Monday January 15, 2007
I get up slowly and start to pack up. It’s been raining for over three hours already and almost everything is wet; well not just wet, but pretty thoroughly soaked. I call Teri who lives in Jackson and she says that in Jackson it’s going to be 40* and it’s going to rain all day. She also said that she was in Chicago. Gee, thanks Teri, but at least I know.
I get everything packed up and it’s still raining so not only is the gear wet, but I’m drenched. I have dry clothes, but if I put them on, I won’t have anything dry when I get to the other end. Either way I must be careful as I don’t want to risk hypothermia. I decide to stay in my wet jeans and shirt, pull my snowsuit on over them and get on my bike.
It’s been physically challenging to get on a bike in wet clothes. It was more challenging to get into my gloves because my hands were so wet. The gloves were stuck to my hands and just wouldn’t push on. I ended up having Wendy help me like I was some little kid.
For most of the 150 miles, it rained. And rained. And rained. No just a light drizzle, or a drizzle but rain, rain and more rain. I stop and put $3.00 in my gas tank. I didn’t put the other $1.68 in for some strange reason. I was afraid that I would have to stop and not have any money if I needed it. (I think that really was one of the processing problems that my mental illness causes.) Hindsight says that I needed to get more gas in the tank.
Then as I take off from the gas station, I realize that my speedometer/odometer isn’t working. I won’t know how many miles I’m going. On a motorcycle the way you know that it is time to get gas is:
By how many miles you have gone or
By having to turn on the reserve tank and then finding out how far it will take you.
The thought of having to use option b scares me to death as I am in a rural area and could be caught a long way from a gas station. I don’t want to learn the hard way how long my reserve tank will last.
If Teri had been in Jackson would I have told her that I was in trouble? I really don’t know, but she wasn’t so it didn’t matter. She was in Chicago heading over to Kansas. Now I ask you, the NAMI Ed’s Group is meeting in Kansas in the dead of winter, how sane is that?
Anyway, I make it to Rocky Springs Campground. The first thing that I do is head to the restroom and drip all over the floor for about half an hour, feeling the warmth on my face. I shrug out of my snowsuit, then pull off my boots and pour the water out of them. I really do need a better answer. After another half an hour, I head outside to find a good campsite; a place to put up my tent.

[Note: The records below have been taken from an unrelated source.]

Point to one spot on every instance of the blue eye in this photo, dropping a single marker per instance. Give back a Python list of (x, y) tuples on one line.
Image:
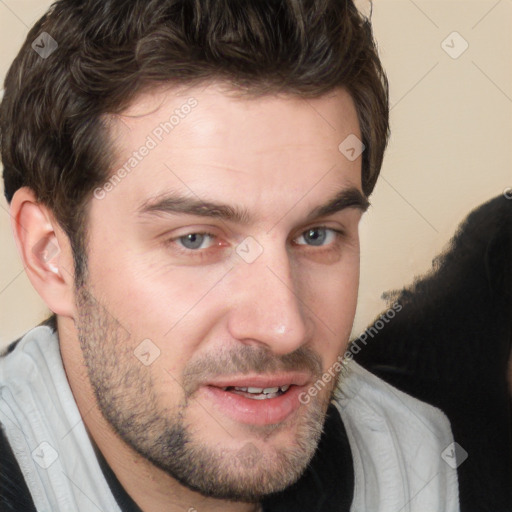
[(194, 241), (318, 236)]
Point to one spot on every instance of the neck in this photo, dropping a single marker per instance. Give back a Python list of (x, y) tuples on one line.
[(150, 488)]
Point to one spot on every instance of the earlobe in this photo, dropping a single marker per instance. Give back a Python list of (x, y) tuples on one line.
[(44, 250)]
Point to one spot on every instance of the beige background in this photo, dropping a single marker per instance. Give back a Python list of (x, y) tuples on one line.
[(450, 148)]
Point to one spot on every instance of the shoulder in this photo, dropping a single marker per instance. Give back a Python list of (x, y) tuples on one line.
[(401, 447)]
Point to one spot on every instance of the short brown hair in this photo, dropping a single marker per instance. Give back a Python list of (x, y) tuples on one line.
[(53, 136)]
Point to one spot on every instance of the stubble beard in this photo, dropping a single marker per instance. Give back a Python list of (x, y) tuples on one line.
[(127, 397)]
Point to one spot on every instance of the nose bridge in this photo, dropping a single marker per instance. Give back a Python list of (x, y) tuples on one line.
[(268, 308)]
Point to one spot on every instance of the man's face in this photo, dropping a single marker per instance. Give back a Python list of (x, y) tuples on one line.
[(189, 312)]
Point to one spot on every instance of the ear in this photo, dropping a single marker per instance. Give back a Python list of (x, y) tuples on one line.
[(45, 251)]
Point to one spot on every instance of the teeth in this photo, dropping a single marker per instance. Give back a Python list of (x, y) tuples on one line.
[(258, 391)]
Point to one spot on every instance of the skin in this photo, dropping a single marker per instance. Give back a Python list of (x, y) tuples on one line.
[(208, 312)]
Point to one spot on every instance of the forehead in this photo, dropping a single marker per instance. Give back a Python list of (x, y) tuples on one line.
[(211, 143)]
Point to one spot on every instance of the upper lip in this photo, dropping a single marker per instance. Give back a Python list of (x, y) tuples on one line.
[(261, 380)]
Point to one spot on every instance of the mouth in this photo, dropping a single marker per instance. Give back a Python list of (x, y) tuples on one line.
[(255, 393), (257, 400)]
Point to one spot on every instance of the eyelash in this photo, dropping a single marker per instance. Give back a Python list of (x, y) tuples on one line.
[(202, 253)]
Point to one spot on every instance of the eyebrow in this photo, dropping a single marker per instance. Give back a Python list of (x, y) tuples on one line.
[(174, 203)]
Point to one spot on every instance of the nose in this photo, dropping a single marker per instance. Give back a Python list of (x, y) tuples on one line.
[(266, 307)]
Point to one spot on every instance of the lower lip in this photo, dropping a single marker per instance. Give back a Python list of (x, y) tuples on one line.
[(255, 412)]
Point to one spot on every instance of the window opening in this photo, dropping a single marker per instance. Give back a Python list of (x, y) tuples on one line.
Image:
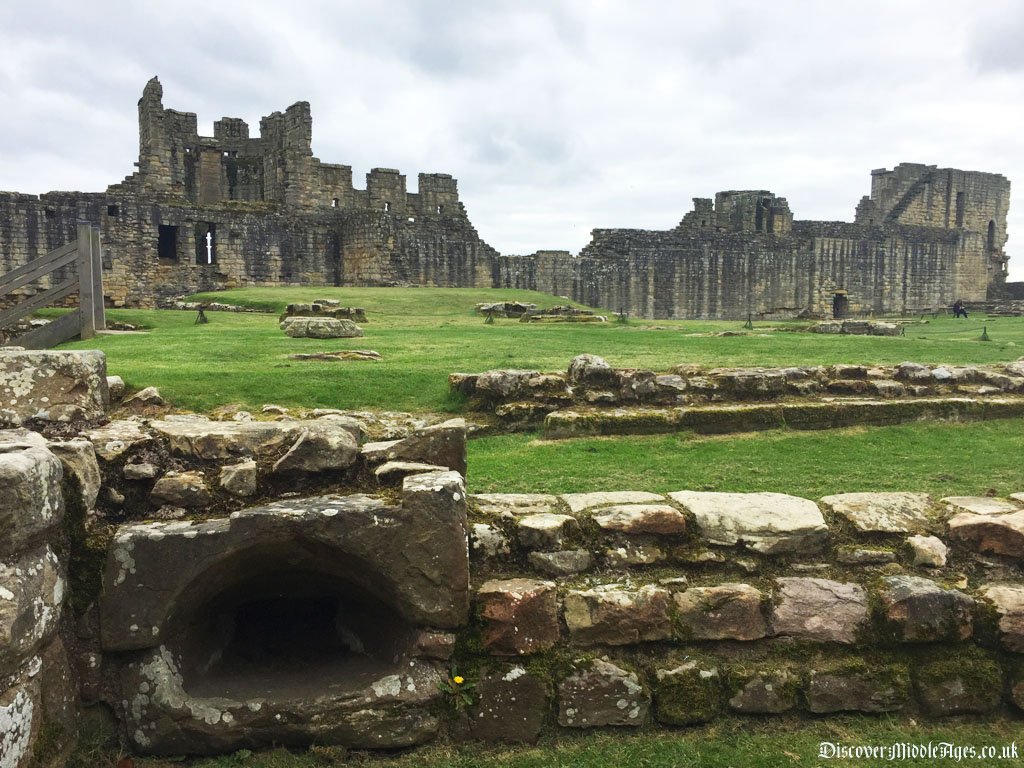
[(167, 242)]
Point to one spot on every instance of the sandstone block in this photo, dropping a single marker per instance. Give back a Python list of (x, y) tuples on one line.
[(488, 542), (441, 444), (728, 611), (546, 530), (858, 687), (393, 473), (562, 563), (641, 518), (601, 693), (78, 458), (1009, 602), (200, 438), (146, 397), (890, 513), (31, 501), (592, 372), (928, 551), (580, 502), (920, 610), (320, 328), (513, 505), (181, 489), (617, 616), (53, 385), (769, 523), (998, 534), (689, 694), (117, 438), (32, 595), (965, 685), (510, 706), (318, 449), (767, 693), (819, 609), (520, 615)]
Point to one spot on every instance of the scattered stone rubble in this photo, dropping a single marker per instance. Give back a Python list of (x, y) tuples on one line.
[(592, 397), (622, 609)]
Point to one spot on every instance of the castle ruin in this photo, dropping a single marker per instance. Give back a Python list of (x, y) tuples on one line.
[(206, 213)]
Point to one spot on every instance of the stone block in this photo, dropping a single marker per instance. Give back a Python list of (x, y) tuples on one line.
[(442, 444), (728, 611), (78, 458), (1009, 602), (928, 551), (580, 502), (957, 684), (31, 502), (819, 609), (513, 505), (200, 438), (117, 438), (32, 594), (612, 615), (510, 706), (546, 530), (181, 489), (53, 385), (487, 542), (769, 523), (858, 686), (890, 513), (996, 534), (320, 328), (766, 692), (520, 615), (414, 554), (641, 518), (918, 609), (601, 693), (240, 479), (689, 694), (563, 563)]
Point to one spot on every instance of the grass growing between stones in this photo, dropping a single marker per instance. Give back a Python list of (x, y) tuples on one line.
[(426, 333), (939, 458), (747, 743)]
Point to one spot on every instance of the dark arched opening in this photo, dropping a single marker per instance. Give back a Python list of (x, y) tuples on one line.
[(284, 622)]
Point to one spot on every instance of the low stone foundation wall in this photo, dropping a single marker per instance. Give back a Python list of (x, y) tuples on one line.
[(210, 586), (593, 398)]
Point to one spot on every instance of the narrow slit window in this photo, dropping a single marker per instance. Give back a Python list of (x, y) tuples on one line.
[(167, 243)]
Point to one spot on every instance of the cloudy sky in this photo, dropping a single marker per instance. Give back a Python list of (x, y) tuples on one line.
[(556, 117)]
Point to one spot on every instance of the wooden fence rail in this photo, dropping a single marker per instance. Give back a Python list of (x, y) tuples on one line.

As I unroll my tent, it is a sodden mass of wet fabric, wet on the inside and wet on the outside. Since it isn’t currently raining, I leave the window open and the fly off the top for a bit to see if things might dry out a bit. My sleeping bag is also wet. I am grateful that I don’t have a goose down bag as down doesn’t have as much insulating power when it is wet as the artificial fibers do. When hollofil gets wet, it can still offer some warmth.
So I unroll it, shed most of my wet clothes, lay down and cover up. And I start to shiver as I start to warm up. I’m getting warm, but not fast enough. I reluctantly pull out my dry clothes, put them on and climb back in the wet sleeping bag. I pull the blue blanket over the top of the wet sleeping bag to offer more insulation from the cold and fall asleep.
I am not sure just how cold it got, but it got cold. The van dweller staying across the road from me woke me up continually by running her vehicle. Get a damn decent sleeping bag so you don’t have to fire up the vehicle and wake up most of the entire campground. Geesh.
Finally about 4AM, I got up and went in the restroom for self-preservation and read a book. I wanted to kill the van dweller. Many van dwellers run in stealth mode, but I guess she doesn’t do that in campgrounds.
The restrooms are really clean and large. I am glad that they are heated. About 7 I hear her packing up and I go back and lay down to go back to sleep.